La sezione di Treviso ha presentato la valutazione dei risultati clinici e cosmetici delle pazienti sottoposte a terapia radiologica IORT (IntraOperative Radiation Therapy) all'ospedale di Treviso. In conclusione è stato presentato il progetto "Prevenzione Donna" di LILT Nazionale legato ai programmi di prevenzione del tumore endometriale per verificare se è possibile elaborare diagnosi precoci e difendersi da questo tipo di tumore.
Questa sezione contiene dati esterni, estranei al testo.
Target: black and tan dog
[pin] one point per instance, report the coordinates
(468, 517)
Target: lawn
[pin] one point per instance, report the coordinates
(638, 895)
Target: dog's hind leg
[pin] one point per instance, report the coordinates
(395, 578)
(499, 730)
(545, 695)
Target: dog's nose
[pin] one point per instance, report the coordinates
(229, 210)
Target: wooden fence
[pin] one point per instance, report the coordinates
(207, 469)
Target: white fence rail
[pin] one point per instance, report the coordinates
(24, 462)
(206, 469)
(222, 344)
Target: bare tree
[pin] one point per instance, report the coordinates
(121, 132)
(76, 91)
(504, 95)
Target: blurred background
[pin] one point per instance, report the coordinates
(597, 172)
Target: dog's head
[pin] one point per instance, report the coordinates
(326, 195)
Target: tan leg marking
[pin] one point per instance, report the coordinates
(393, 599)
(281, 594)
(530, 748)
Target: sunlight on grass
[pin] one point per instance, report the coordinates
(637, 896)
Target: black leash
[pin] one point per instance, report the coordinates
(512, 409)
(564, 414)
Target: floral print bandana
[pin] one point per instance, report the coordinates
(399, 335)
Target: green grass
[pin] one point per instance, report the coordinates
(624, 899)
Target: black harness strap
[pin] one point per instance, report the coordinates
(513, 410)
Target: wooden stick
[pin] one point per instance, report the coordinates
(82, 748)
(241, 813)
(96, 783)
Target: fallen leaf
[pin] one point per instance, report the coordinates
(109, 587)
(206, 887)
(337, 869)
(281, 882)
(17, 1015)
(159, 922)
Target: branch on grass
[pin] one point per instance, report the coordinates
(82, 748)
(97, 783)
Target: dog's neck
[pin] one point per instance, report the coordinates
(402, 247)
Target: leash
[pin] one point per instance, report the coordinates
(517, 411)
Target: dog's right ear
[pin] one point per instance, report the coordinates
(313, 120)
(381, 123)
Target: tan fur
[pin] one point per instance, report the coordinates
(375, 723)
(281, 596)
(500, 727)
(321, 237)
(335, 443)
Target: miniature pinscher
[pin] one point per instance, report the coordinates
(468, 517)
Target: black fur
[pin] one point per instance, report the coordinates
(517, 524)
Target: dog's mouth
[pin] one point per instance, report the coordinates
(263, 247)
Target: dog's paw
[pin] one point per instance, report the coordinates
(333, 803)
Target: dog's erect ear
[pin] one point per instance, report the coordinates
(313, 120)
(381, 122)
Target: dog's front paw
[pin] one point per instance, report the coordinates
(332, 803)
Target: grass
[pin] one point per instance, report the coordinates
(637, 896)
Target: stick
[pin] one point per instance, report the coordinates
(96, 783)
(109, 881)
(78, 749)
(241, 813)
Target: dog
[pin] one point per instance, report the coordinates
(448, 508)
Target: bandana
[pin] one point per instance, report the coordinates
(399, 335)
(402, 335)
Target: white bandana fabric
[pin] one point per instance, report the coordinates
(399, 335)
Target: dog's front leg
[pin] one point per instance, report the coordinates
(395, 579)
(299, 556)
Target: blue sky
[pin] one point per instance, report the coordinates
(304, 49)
Nell'ultima parte è stato presentato il Progetto Nazionale di Prevenzione Terziaria LILT finalizzato a definire il modello di presa in carico degli ex pazienti oncologici (sourvivors) che sono usciti dal follow up attivo dei 5 anni e che vede coinvolti quali parti attrici l'AIOM (Associazione medici oncologi), la FING (medici di medicina generale) e 9 Sezioni Provinciali LILT equamente distribuite sul territorio nazionale. E' un progetto con forte, evidente, connotazione sperimentale di durata biennale che intende individuare e soddisfare le varie e pluridisciplinari esigenze socio-sanitarie degli individui che sono stati colpiti dal tumore in passato.